Bifunctional pyrazolate–carboxylate ligands for isoreticular cobalt and zinc MOF-5 analogs with magnetic analysis of the Co4 (μ4-O) node

The ditopic ligands 3, 5-dimethyl-pyrazolate-4-carboxylate, –Me2pzCO2–, and 4- (3, 5-dimethyl-1H-pyrazol-4-yl) benzoate, –Me2pzC6H4CO2–, combine a pyrazolate and carboxylate functionality in axial orientation and lead to porous cobalt or zinc azolate–carboxylate frameworks that have the same cubic pcu-a topology and M4 (μ4-O) nodes (M = Co, Zn) as MOF-5 and other IRMOFs.

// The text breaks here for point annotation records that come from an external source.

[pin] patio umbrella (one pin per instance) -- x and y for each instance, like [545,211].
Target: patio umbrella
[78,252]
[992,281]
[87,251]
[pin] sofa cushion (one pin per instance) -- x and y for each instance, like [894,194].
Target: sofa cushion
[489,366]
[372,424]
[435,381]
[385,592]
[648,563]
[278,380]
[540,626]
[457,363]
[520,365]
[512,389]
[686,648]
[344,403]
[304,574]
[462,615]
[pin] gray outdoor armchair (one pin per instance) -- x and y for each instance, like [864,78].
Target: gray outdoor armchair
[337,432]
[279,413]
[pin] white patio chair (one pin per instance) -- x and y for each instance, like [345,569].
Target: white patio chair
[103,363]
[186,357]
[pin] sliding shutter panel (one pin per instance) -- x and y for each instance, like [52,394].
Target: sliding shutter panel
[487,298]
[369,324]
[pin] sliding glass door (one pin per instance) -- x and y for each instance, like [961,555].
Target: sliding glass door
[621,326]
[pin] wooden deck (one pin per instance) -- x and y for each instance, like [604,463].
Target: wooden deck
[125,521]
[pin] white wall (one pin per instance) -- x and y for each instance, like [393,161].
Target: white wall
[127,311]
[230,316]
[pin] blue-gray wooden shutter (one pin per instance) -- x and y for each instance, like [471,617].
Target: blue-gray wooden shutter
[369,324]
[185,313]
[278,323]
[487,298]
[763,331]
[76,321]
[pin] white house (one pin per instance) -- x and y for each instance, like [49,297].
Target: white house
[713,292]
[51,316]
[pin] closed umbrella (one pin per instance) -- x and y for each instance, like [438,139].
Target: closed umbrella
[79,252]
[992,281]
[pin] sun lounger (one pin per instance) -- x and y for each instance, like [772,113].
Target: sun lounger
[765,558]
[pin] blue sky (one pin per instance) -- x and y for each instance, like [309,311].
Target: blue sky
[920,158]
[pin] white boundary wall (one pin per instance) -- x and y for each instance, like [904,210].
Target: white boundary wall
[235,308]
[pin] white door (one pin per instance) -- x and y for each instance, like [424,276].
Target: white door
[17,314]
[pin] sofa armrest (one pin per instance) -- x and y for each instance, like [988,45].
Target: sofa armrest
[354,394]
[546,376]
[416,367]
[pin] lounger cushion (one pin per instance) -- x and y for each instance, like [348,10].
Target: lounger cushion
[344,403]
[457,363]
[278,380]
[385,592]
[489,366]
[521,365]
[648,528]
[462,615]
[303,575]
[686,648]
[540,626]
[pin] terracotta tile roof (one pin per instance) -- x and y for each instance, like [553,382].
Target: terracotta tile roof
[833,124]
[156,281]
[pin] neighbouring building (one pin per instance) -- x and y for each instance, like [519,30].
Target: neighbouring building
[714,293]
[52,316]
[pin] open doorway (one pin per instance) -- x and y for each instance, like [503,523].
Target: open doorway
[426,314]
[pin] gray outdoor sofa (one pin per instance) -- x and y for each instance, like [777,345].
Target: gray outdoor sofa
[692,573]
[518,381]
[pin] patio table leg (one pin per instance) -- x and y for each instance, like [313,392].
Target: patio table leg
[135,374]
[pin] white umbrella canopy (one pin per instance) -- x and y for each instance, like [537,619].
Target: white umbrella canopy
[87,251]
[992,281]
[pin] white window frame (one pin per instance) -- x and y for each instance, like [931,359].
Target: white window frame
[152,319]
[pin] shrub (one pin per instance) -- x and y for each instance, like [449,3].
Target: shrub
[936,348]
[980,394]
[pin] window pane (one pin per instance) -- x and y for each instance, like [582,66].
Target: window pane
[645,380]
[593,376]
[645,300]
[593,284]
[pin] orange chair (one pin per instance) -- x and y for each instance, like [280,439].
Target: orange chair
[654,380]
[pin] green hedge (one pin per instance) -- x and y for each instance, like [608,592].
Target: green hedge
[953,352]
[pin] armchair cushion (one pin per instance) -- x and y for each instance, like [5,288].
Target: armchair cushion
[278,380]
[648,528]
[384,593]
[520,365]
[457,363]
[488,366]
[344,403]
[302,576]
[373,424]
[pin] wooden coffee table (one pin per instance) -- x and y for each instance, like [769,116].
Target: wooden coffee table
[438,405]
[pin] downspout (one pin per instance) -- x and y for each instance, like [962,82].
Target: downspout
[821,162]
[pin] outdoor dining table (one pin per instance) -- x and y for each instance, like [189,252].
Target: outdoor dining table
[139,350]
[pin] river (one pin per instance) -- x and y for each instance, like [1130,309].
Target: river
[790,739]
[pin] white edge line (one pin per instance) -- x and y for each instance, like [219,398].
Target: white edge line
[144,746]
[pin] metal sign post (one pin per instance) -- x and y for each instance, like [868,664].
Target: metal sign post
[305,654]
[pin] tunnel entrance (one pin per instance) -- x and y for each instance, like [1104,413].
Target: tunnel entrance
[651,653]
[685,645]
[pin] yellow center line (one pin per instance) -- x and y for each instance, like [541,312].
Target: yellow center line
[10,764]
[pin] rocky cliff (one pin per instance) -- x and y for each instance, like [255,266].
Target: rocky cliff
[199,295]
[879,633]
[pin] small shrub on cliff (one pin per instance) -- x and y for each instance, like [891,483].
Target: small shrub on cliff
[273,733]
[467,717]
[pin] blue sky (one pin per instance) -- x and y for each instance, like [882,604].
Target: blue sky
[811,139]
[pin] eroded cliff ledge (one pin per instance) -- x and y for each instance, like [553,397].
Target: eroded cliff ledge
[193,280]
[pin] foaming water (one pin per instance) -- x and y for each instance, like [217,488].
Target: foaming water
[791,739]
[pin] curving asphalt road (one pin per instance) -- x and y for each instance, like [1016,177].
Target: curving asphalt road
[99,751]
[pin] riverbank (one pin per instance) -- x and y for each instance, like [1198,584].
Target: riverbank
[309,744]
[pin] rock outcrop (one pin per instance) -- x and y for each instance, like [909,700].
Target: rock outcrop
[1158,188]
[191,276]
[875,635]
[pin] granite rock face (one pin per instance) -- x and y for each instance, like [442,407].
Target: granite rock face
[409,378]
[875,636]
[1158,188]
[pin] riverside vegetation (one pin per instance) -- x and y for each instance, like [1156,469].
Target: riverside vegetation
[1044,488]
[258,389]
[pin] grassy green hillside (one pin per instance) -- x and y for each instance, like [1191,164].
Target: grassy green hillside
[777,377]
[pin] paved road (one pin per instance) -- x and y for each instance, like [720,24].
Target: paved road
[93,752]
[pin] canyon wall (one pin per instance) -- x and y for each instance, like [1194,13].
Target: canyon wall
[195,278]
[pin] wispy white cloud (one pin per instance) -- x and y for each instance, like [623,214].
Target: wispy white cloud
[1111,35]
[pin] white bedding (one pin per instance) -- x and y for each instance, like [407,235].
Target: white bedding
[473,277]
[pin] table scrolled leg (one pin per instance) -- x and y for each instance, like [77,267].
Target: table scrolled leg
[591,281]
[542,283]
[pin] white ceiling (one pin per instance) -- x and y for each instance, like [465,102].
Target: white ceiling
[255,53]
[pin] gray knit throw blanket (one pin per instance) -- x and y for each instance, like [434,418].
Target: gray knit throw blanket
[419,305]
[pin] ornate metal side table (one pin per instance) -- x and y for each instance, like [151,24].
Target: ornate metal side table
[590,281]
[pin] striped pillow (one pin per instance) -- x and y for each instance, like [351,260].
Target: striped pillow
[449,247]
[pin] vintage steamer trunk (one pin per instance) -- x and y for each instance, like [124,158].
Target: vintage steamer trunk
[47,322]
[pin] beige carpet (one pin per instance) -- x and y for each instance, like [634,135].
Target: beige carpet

The microporous networks M4 (μ4-O) (Me2pzCO2) 3 (M = Co, Zn) with the short linker exhibit a solvent-induced gate effect, evidenced by gas desorption hysteresis due to small pore apertures of 2. 8 Å diameter together with small amounts of high-boiling solvent remaining in the activated samples. For Co4 (μ4-O) (Me2pzCO2) 3, the low-pressure H2 storage capacity (1. 7 wt%, 1 bar, 77 K) is higher than for MOF-5, and the CO2 uptake of 20. 8 wt% puts it among the top MOFs for low-pressure CO2 sorption even though the BET surface is less than 1000 m2 g−1. The analysis of the magnetic properties of Co4 (μ4-O) (Me2pzCO2) 3 takes into account the distribution of tetrahedra resulting from the disorder of the pyrazolate–carboxylate linker. An antiferromagnetic coupling observed for Co4 (μ4-O) (Me2pzCO2) 3 arises from the interactions of the cobalt (II) ions through the combined μ4-O + syn–syn carboxylate and μ4-O + pyrazolate bridges.